Huajian exports shoes worth $20 million to the US market annually from Ethiopia and plans to double that by the end of this year.
This, Huajian would like to replicate in Nigeria, but is willing to see cheap energy, easy access to animal skins and other raw materials and well as a good road network in Aba, a company official said.
Huajian is also setting up a separate industrial park in the country.
Nigeria, Africa’s biggest economy, is hard hit by infrastructure gap estimated at over $300 billion and a power sector that distributes less than 4,000 megawatts of electricity.
Forty percent of manufacturers’ spend in the country goes to energy.
Electricity supply from power distribution companies (DisCos) worsened across the country in 2016 as manufacturers spent N129.95 billion on alternative energy sources within the year as against N58.82 billion recorded in 2015.
The 2016 figure represents 121 percent jump from that of 2015, data obtained from the Manufacturers Association of Nigeria (MAN) show.
In 2016, Nigerian manufacturers were hard hit by high energy cost and scarcity of alternatives such as gas.

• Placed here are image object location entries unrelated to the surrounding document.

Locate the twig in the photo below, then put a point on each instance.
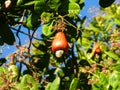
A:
(30, 39)
(19, 41)
(25, 33)
(75, 65)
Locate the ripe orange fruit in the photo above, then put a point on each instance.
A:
(59, 42)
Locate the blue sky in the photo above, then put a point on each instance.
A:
(84, 12)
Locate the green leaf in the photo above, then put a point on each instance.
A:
(76, 1)
(73, 9)
(105, 3)
(54, 4)
(55, 84)
(114, 80)
(6, 34)
(74, 84)
(47, 29)
(28, 83)
(2, 60)
(30, 3)
(70, 8)
(46, 17)
(48, 86)
(32, 22)
(112, 55)
(19, 2)
(14, 70)
(39, 6)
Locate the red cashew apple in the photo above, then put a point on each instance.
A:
(59, 44)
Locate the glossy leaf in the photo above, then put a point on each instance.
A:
(70, 8)
(74, 84)
(105, 3)
(39, 6)
(114, 80)
(55, 84)
(54, 4)
(46, 17)
(47, 29)
(48, 86)
(73, 9)
(112, 55)
(28, 82)
(32, 22)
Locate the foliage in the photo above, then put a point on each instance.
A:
(84, 67)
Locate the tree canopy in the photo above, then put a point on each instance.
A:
(72, 53)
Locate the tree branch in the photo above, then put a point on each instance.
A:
(75, 65)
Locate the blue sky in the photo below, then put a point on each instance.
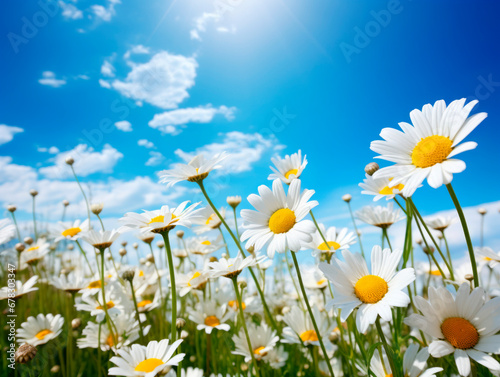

The price of fuel rose to N145 per litre in 2016 from less than N100. Gas was scarce within the year, pushing multinationals and large enterprises into the use of coal and low-pour fuel oil, which are expensive.
“We cannot find gas to do our production,” Micheal Ola Adebayo, chairman of MAN Gas Users Group, told BusinessDay, in the heat of gas crisis in August 2016.
It is illegal for investors to take out their money without approval in Nigeria and the country’s railway system is still undeveloped.
Nigeria’s dependence on minerals spelt doom when oil prices crashed in the international market. This plunged its economy into recession, though it has navigated through the rough path and exited the slump, according to a recent data released by the National Bureau of Statistics.
However, Nigeria presents a big opportunity for investors.
The country has a favourable demography of 180 million people, half of whom are less than 30 years.
“This is a huge market that cannot be ignored by any investor. This is why you still find the likes of Nestlé, Cadbury, Olam, Dangote, Lafarge and many others here. What is driving their businesses is large population,” Ike Ibeabuchi, CEO of MD Services Limited, a firm that provides cleaning services and manufactures chemicals, said.
The country has attractive manufacturing raw materials such as animal skins, limestone, gypsum, and iron ore, among others.